It is refreshing that Meg Whitman seems to know exactly what ails the company and more importantly, she seems to know what it will take to get the problems fixed. While listening to the call, it was evident that she has placed her stamp on the company and appears to be more dedicated than her predecessor on improving HP's existing businesses. This as opposed to what had become the norm of concealing fundamentally flawed areas of the company's operation.

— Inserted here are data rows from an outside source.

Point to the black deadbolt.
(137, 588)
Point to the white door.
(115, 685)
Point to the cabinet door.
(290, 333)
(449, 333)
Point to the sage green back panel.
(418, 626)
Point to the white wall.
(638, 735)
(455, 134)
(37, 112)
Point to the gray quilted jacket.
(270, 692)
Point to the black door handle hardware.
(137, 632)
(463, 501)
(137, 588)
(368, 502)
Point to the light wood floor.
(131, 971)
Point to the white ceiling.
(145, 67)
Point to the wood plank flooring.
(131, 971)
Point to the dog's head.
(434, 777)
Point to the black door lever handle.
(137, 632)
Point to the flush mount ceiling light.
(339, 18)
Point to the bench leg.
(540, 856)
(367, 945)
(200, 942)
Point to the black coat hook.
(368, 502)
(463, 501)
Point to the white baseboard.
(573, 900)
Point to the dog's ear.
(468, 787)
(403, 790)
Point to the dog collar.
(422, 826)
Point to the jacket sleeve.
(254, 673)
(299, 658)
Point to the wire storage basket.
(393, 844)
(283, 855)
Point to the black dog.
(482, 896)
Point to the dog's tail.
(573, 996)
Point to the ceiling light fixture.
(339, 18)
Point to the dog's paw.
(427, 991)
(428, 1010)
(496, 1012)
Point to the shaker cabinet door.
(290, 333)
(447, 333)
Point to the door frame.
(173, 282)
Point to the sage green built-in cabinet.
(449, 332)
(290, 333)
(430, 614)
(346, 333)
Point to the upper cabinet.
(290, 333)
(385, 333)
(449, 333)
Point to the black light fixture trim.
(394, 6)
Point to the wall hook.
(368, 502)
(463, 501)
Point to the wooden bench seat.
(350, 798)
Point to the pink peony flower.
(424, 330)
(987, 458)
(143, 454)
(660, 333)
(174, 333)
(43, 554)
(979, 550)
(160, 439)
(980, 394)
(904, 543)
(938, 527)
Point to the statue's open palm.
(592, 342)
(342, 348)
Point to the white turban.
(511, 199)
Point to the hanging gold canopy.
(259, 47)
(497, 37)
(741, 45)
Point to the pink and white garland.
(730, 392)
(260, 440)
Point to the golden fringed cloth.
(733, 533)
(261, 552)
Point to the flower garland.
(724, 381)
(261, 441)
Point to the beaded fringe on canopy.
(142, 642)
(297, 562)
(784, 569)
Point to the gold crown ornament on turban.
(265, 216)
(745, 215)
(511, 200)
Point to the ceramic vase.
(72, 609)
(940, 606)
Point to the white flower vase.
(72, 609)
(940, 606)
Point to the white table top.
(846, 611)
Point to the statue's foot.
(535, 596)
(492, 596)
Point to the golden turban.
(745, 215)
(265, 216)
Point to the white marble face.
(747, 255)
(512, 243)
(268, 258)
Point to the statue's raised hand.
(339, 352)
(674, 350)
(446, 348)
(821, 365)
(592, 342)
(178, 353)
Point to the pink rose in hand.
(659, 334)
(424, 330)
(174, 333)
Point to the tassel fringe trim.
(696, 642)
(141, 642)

One thing HP has done is combining both its PC and printing divisions and confirming it will begin eliminating 27,000 jobs in a cost-saving measure of as much as $3 billion to $3.5 billion by 2014. As unsettling, if not dire, as things once looked for HP -- particularly with the rise and dominance of Apple coupled with the constant reminders of the death of the PC -- investors have to now be pleased to see the light at the end of the tunnel. The word "stability" has never been a term that anyone could have used with a straight face to describe HP, especially considering the revolving door that has been the CEO chair over the past five years. However, there is now reason to suspect that the company deserves a chance to prove its worth in any portfolio -- particularly those looking for value. Another reason to be bullish HP is the fact that the company is due to release its new line of Ultrabook machines in partnership with Intel ( INTC) and based on Microsoft's ( MSFT) Windows 8 platform. These are thin, light and powerful laptops that are not that far from Apple's popular MacBook Air. HP is betting heavily on the success of this launch as a way to secure some market share from Apple and dispel notions of PC deaths. It is also hoping that Microsoft's release of Windows 8 generates an increase in sales of not only the Ultrabooks, but also its PCs and its TouchPad tablet, which it recently decided not to scrap.
While it is still too early to proclaim the resurgence of HP, it is clear it has the management structure in place to get it to where it needs to go. As a longtime apologist for the company, I feel a sense of vindication. However, the more promising aspect is to see that the company has become ambitious and is executing toward its goals. From an investment standpoint, there is no reason to not expect 20% upside in the near term. With a P/E of 8, the stock trades at a huge discount to its future potential and a price of $40 is not entirely out of the question over the next 24 to 36 months. That said, a couple more quarters like this, it may come sooner than we think.